1. Background

Academic performance of college students may be affected by students’ mental health disorders as caused by their addiction to internet or social media in general (Faraci et al., 2013; Li et al., 2015). It is therefore important that any available information that may be of use to assess the link between internet and social media addiction, and mental health disorders be made publicly available to policy makers, particularly education psychologists. However, in Malawi, such type of information was lacking. To address this gap, we instituted a study (Manda et al., 2019) to investigate the relationship between internet addiction and mental health among college students in Malawi based on the primarily collected data. The data were collected from randomly sampled university (undergraduate and postgraduate) students pursuing either science or humanities, and social science disciplines in Malawi using a self-reporting questionnaire (SRQ). However, we do not presume that the previous study (Manda et al., 2019) was exhaustive with use of the data; hence the present study to share the data. Recognizing the need for sharing of data in accordance with the FAIR data policies (Carolan, 2016; Wang & Strong, 1996; Wilkinson et al., 2016), this article openly describes and shares the data with the public and other researchers who will find it useful. The raw data (Mwakilama et al., 2022) is available in both Excel and SPSS formats for ease of sharing and re-use. In addition, tabulated datasets are shared in form of supplement files to this article.

Stemming from a traditionally underrepresented population in psychological research, the current data has the potential to serve various stakeholders especially those with interest to conduct educational psychology research studies on college students in Malawi. The design, materials and methods of collecting this data may also be replicated to other cross-sectional or longitudinal studies elsewhere. Besides, this paper aims to motivate other researchers to publish their data for replication of studies in support of Open and FAIR Data Policies.

2. Methods

Study Design

Data comes from a cross-sectional study which was conducted on undergraduate and postgraduate students from science and humanities and social science study disciplines in colleges located across the country Malawi (Figure 1). The structured questionnaires were designed on Google forms. The data contains demographic variables (gender, age, year of study, discipline of study, and level of study); internet and social media use variables; and transformed variables for identifying possible cases of common mental disorders.
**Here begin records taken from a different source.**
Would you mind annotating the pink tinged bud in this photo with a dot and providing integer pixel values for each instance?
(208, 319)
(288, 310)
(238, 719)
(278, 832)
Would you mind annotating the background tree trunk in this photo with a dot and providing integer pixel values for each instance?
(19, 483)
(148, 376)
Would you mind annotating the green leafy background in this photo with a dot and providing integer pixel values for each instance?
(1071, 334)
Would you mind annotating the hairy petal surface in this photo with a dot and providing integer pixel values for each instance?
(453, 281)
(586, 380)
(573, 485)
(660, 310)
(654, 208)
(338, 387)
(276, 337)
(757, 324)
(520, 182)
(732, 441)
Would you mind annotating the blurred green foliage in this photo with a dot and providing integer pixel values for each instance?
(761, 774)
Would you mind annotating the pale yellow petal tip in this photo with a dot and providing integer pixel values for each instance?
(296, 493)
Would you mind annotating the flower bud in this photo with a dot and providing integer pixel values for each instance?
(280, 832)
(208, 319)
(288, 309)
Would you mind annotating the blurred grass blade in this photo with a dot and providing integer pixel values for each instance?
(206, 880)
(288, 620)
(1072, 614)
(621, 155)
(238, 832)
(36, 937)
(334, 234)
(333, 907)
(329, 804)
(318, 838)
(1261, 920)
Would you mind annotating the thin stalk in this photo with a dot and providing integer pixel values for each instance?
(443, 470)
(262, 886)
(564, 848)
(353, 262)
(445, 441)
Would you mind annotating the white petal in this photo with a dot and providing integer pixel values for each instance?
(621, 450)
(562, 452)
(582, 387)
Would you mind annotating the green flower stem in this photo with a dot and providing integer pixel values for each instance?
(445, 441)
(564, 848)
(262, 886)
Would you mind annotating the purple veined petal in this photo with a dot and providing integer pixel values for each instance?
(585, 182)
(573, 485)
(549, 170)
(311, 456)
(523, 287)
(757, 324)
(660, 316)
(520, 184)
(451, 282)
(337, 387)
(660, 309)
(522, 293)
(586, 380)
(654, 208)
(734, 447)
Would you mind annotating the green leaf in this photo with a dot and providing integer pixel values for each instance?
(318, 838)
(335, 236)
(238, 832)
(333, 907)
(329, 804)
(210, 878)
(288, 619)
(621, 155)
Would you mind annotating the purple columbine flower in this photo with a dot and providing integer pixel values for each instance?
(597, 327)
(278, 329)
Map of Malawi showing the provinces and districts, and its location in the south-east of Africa. Source (Klopper et al. 2012)
Figure 1 

Map of Malawi showing the provinces and districts, and its location in the south-east of Africa. Source (Klopper et al. 2012).

Time of data collection

The data were collected between May 2018 and July 2018.

Location of data collection

A total of 13 tertiary education institutions across four major geographical regions in Malawi (Figure 1) contributed to the list of study participants. These institutions were; College of Medicine, The Malawi Polytechnic, Malawi University of Science & Technology (MUST), National College of Information Technology (NACIT), Malawi College of Accountancy (MCA) and Catholic University of Malawi (CUNIMA) in the South; Chancellor College and Domasi College of Education (DCE) in the East; Malawi Institute of Management (MIM), Nalikule College of Education, Daeyang University, Natural Resources College (NRC) and Lilongwe University of Agriculture and Natural Resources (LUANAR) in the Centre; and Mzuzu University in the North.

Sampling, sample and data collection

We collected data from 984 participants (345 females and 639 males, three with missing values, R-age [15–19] = 19.9%, [20–24] = 57.1%, [25–19] = 14.9%, > = 30 (8.1%); 938 undergraduates and 45 postgraduates, 749 from Science and 233 from Humanities and Social Science disciplines). A variation of missing responses in the range of one to seven (see Tables S1-S8 in supplementary file) is observed in the dataset, however. Hence, only 977 responses in the dataset which have complete records of socio-demographic characteristics (see Table S1 in the supplement), were used by the main study (Manda et al., 2019) for analysis. Nonetheless, the 984 sample size was arrived at following the multistage sampling technique. First, a list of universities/colleges were identified from the two strata, namely the public and private higher educational institutions (HEIs). Second, from each category of HEIs (stratum), only colleges/universities that had their study disciplines fully accredited by the National Commission for Higher Education (NCHE) institution at the time of the study were selected. Finally, from the student population of the selected institutions, a simple random sample (SRS) of individuals was drawn. In total, the SRS of n = 984 study participants was obtained using the Cochran’s formula (Cochran, 1977):


where the sample n size was computed from an assumed normal population with Z = 1.96 at 95% level of confidence with precision level of D = 3 and population standard deviation σ = 48 (computed from a previous related study).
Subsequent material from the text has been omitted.